Research areas

My research interests are primarily focused on the biogeochemistry and microbial ecology of coastal marine sediments inhabited by burrowing invertebrates and rooted macrophytes. I am currently involved in the following projects:

Infaunal stimulation of organic matter degradation in marine sediments. It is well known that benthic infauna is capable of stimulating the microbial decay of organic matter in sediments. However, the underlying mechanisms for this stimulation are not clearly elucidated. The questions I seek to answer in this respect are: 1. Do infaunal animals stimulate microbial activity directly by grazing or competing with them? 2. Do infaunal animals speed up microbial processes in deep sediment layers indirectly by introducing efficient electron acceptors, such as oxygen, via irrigation activities? 3. Do infaunal animals stimulate microbial activity indirectly by changing the diffusion geometry in anoxic sediment when they create a mosaic of sediment-water interfaces?
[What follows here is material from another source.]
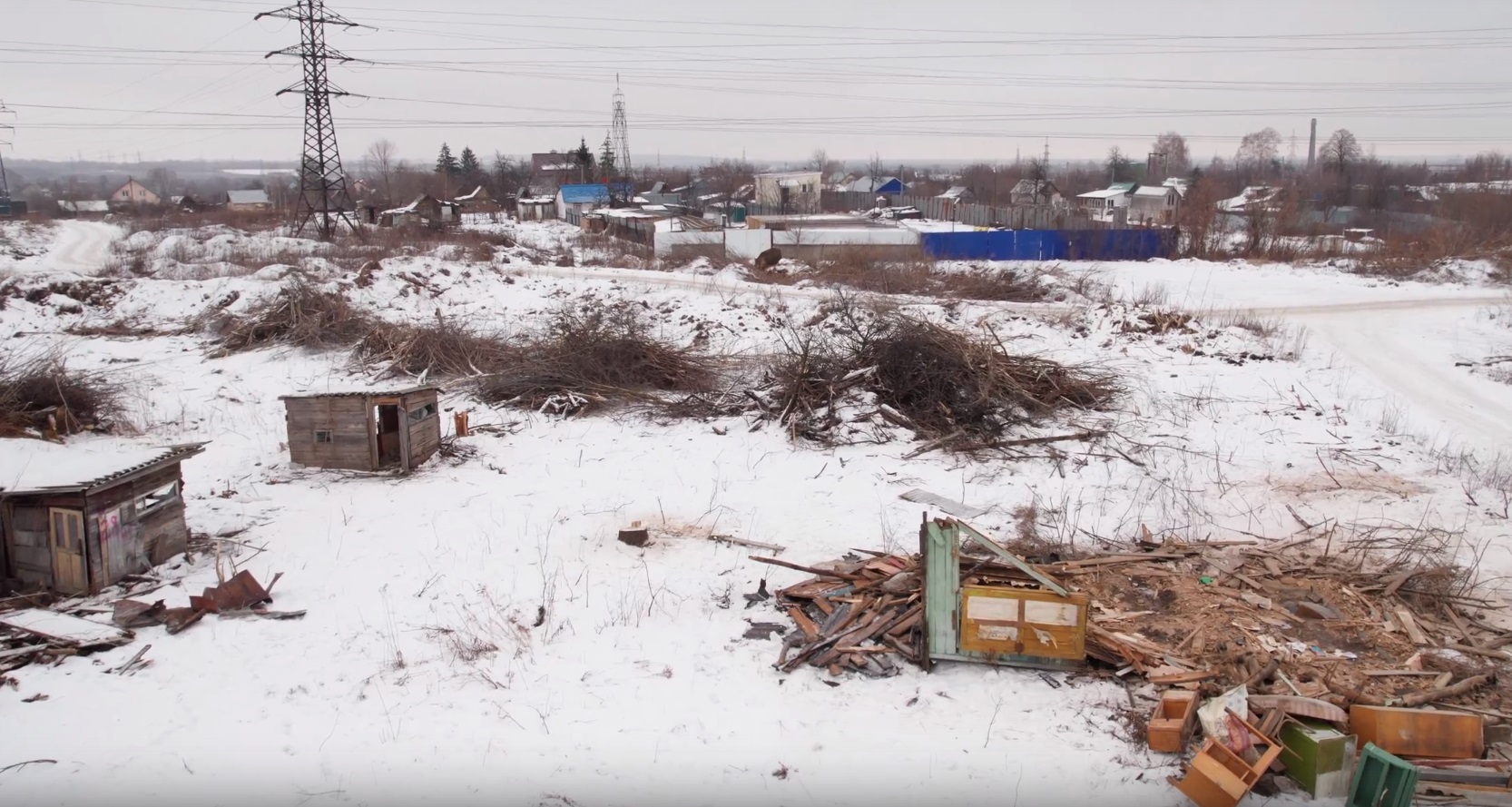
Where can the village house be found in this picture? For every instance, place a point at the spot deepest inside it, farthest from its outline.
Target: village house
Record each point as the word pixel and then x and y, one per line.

Species of the common polychaete genus Nereis are excellent model organisms for this purpose. The massive colonization in recent years of the invasive polychaete Marenzelleria viridis in our coastal sediments has raised a number of new and important questions: 1. Vil this new species outcompete native species, such as Nereis diversicolor? 2. How does this new species affect the sediment biogeochemistry? I attempt to answer these questions in the years to come.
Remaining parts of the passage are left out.